Kararlı bir çabanın romanı

‘İhtimal’, daha geniş ve güzelim ayrıntılarıyla incelenebilir ama ben en çok roman boyunca olduğu kadar sonrasında da Nihan’ın neler yaptığını, mutlu olup olmadığını merak ettiğimi söylemeliyim.

ZEHRA BAŞ

İhtimal, sözcük anlamı düzeyinde anlatıldığı günlerde ülkeyi sardığı düşünülen imgesel bir boşluğa okuyucunun dikkatini toplaması bakımından ilginç bir roman. Bununla beraber, söz konusu boşluğun ve umutsuzluğun yalnızca o döneme özgü olduğunu sanmak yanlış olur. Nitekim dünyada savaşları, toplama kamplarını ve atom silahlarını görenler de sonradan yapıtlarını ortaya koymuşlar, benzer şekilde güvensizlik ve yaşantıda anlam arama duygusunu edebiyata katmışlardır.

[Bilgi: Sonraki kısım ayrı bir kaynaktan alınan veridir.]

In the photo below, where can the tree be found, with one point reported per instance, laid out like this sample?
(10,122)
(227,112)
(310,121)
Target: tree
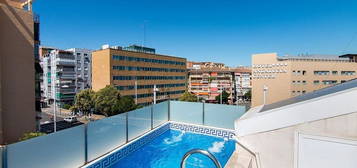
(106,100)
(225,96)
(84,101)
(248,95)
(30,135)
(125,104)
(187,96)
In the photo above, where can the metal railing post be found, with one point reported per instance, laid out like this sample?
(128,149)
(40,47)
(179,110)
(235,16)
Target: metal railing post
(152,116)
(203,113)
(4,157)
(169,111)
(127,126)
(85,143)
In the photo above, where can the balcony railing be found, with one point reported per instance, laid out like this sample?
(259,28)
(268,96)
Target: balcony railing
(74,147)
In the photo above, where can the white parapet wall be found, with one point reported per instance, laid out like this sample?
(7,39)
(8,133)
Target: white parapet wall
(279,135)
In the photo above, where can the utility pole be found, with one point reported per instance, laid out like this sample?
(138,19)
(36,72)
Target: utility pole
(221,94)
(265,90)
(155,90)
(54,103)
(136,92)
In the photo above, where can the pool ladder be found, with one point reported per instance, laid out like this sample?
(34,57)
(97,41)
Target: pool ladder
(203,152)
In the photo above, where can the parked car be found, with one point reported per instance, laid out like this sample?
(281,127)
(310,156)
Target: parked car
(70,119)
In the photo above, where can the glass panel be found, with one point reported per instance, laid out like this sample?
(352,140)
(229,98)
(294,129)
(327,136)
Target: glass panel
(62,149)
(160,113)
(105,135)
(187,112)
(139,121)
(222,116)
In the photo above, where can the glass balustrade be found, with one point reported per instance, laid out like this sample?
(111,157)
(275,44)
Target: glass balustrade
(79,145)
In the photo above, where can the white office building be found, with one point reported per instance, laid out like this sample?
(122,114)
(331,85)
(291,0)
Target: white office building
(66,72)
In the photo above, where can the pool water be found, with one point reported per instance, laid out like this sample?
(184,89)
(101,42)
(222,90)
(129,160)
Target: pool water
(167,150)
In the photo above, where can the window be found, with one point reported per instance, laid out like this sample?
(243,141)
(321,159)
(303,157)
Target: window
(321,72)
(329,82)
(137,59)
(348,72)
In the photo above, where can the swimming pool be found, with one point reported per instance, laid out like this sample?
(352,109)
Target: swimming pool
(168,149)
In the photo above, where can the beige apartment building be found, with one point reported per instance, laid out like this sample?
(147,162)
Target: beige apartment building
(283,77)
(208,79)
(134,71)
(17,70)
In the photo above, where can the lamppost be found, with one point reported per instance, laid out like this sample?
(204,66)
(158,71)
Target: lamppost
(155,90)
(265,90)
(136,92)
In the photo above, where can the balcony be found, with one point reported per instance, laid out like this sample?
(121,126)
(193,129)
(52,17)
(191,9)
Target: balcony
(77,146)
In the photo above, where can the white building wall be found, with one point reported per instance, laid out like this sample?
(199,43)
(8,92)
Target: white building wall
(278,148)
(83,68)
(274,134)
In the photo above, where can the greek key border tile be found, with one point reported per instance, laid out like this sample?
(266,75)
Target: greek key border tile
(202,130)
(121,153)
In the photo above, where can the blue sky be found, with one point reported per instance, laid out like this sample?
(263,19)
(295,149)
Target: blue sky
(203,30)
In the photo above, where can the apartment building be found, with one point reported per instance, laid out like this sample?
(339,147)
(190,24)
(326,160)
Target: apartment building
(207,83)
(242,82)
(283,77)
(18,87)
(208,79)
(136,72)
(66,72)
(83,68)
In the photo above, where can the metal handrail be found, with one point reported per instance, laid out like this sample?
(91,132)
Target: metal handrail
(249,151)
(204,152)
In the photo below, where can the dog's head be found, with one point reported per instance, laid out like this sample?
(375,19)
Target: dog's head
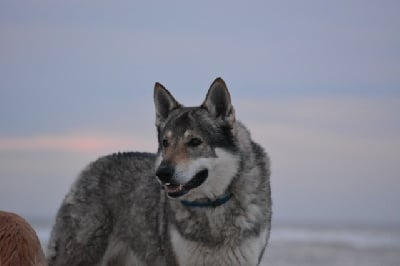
(197,154)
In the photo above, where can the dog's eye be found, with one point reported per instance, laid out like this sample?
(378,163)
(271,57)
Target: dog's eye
(165,143)
(194,142)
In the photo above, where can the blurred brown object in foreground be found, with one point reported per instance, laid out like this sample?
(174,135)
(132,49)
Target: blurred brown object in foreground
(19,244)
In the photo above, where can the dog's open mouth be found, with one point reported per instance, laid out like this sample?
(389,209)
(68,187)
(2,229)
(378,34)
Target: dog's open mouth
(176,190)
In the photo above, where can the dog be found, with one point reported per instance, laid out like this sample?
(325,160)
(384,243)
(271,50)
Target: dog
(203,199)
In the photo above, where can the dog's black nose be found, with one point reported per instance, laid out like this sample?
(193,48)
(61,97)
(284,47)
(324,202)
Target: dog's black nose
(165,173)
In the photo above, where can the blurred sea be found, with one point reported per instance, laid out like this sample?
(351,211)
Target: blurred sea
(319,245)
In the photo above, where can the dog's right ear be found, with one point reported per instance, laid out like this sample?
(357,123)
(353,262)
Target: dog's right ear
(164,102)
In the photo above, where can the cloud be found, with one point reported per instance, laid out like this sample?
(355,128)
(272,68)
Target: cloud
(76,143)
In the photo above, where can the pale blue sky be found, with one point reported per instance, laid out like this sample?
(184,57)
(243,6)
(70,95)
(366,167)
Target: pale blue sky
(317,83)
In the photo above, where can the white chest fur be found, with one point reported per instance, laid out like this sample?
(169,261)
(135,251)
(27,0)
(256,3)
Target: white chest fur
(189,252)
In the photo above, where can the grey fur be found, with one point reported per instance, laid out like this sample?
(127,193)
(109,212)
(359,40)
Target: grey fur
(117,214)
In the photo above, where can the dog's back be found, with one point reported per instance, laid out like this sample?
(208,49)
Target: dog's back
(19,244)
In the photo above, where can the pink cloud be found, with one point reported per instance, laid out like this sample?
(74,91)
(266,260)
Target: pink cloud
(76,143)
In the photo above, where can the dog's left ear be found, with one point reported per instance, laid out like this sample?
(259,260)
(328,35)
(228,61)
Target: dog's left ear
(218,102)
(164,102)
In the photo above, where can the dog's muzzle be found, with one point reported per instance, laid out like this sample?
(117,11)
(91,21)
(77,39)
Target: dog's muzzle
(165,175)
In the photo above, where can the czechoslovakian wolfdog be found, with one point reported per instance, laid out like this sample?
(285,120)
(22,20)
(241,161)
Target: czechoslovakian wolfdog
(203,199)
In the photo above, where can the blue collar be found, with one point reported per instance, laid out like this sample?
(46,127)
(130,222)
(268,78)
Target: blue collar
(208,203)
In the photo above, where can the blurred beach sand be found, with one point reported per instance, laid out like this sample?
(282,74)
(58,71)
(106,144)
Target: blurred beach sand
(320,246)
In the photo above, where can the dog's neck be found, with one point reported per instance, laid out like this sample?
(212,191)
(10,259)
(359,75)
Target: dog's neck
(208,203)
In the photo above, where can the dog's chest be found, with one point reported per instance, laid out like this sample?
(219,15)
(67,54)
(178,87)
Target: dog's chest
(188,252)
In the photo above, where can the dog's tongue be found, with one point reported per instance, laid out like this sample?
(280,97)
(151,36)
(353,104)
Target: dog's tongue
(173,188)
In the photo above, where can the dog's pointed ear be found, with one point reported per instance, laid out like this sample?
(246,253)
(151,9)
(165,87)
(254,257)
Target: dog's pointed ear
(164,103)
(218,102)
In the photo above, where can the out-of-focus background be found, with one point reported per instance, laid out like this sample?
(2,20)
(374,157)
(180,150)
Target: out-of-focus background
(316,82)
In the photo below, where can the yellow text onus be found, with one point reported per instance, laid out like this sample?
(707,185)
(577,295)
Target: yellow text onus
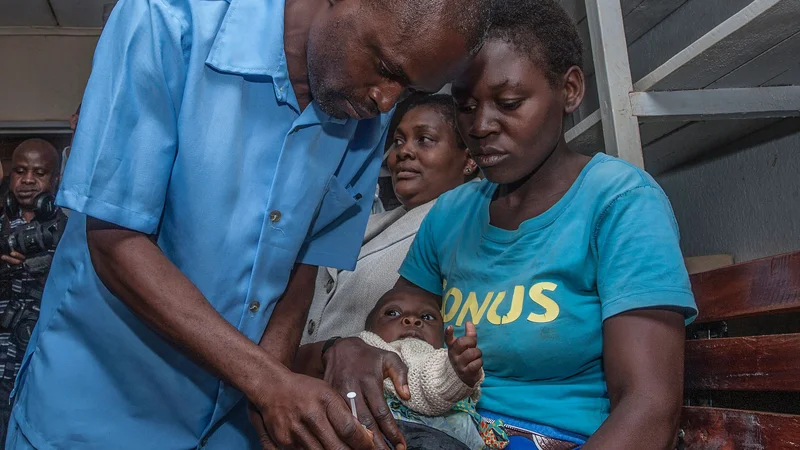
(455,307)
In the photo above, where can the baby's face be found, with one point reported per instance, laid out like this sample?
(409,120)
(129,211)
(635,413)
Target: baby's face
(404,315)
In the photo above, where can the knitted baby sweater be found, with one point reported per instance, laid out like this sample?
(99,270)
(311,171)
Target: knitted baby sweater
(434,385)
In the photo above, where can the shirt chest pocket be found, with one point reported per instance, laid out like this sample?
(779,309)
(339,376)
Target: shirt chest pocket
(337,204)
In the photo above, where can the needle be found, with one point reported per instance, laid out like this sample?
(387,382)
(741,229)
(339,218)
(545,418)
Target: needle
(352,397)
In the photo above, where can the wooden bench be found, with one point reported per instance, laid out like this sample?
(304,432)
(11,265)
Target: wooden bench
(744,366)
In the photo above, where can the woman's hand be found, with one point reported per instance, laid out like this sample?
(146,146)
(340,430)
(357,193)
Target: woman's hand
(353,366)
(465,356)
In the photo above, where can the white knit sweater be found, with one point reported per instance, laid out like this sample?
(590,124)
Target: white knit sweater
(434,385)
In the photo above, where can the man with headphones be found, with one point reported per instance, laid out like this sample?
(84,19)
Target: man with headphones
(30,197)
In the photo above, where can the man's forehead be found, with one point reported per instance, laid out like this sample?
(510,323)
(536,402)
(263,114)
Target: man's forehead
(33,157)
(428,62)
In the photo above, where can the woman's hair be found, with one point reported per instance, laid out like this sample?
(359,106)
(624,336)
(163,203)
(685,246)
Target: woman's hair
(542,30)
(443,104)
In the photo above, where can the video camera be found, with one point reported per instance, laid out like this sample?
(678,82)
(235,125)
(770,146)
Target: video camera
(35,238)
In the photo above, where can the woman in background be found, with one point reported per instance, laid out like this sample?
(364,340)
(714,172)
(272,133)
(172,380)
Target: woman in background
(426,159)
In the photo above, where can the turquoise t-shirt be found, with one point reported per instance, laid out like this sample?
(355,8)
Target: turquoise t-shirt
(539,295)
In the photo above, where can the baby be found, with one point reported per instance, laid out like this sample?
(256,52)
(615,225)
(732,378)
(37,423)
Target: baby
(444,383)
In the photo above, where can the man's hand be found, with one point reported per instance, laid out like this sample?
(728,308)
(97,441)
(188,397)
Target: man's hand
(15,258)
(353,366)
(465,356)
(297,411)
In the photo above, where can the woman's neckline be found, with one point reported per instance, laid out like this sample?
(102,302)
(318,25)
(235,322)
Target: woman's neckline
(537,222)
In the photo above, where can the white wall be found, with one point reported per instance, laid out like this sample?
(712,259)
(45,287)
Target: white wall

Ancak Selma Sancı’nın -önceki kitabı Espas’ın temel konusu Babıâli olmakla birlikte- küçük insanların yaşamlarına gözlerini kapatmak istemediğini not etmemiz gerekir. Yeni kitabında ise oldukça sürükleyici bir hikâyede karakterlerin karşı karşıya kaldıkları muhtemel durumlarda yaşadıklarını, yaptıklarını izlerken, ilgimizi olandan ötelere, genel insanlık durumuna götürürüz. Yazarın İhtimal’de elde ettiği anlatım etkisi, bir bakıma birey yolundan okuyucuda ilgi uyandırmakla elde edilen, moral gücü katan türden bir etkidir. İçtenlik ve sembolik coşkuları, sunumu romanını kişisel eğilimlerden kurtarmış, aynı zamanda ona hikayesinin açısını genişletme ve başka olumsuzlukları yansıtma olanağını sağlamıştır.

‘Espas’tan ‘İhtimal’e

İlk romanı olan ‘Espas’, konusu, alışılagelen bakış açısından ayrılışı ile oldukça özgün, öyküye daha yakın bir novelladır. Yeni kitabı ‘İhtimal’ ise daha sonraki yıllarda geçen ama benzer karakterler üzerinden anlatılan hayat davranışı aynı zamanda başka bir yol arayıp bulmaya duyulan özlemin de samimi bir hikâyesidir. Temanın seçiliş ve incelenişi, mutluluğun niteliği ve sorunların göreceliği gibi konuları ele alması ile rastgele değildir. Tam olarak belirtmek gerekirse ‘İhtimal’in bütün kavramları ve esinlendiği durumlar, her toplumdaki genel durumları çağrıştırır. Bundan ötürü karakterlerin gösterdikleri derin insan sevgisi, basit olan ama herkeste pek bulunmayan bu nitelik özellikle günümüzde önem taşımaktadır. Romana gerçeklik havası veren, kitaptaki kişilerin her birinin toplumun bir kesiminin elle tutulur temsilcisi olmasıdır. Böylelikle anlatılan insan hayatları hepimiz için son derece aşina görünmektedir. Sancı, bu romanıyla, kapağındaki desende çiçeğin suyunun az oluşu, seçtiği mekânlar ya da kitaplarla kişisel, sosyal ve düşünsel olarak yaşadıklarımızla, benzerliklerimizle okuyucunun düşünüşüne dokunmak ister gibidir.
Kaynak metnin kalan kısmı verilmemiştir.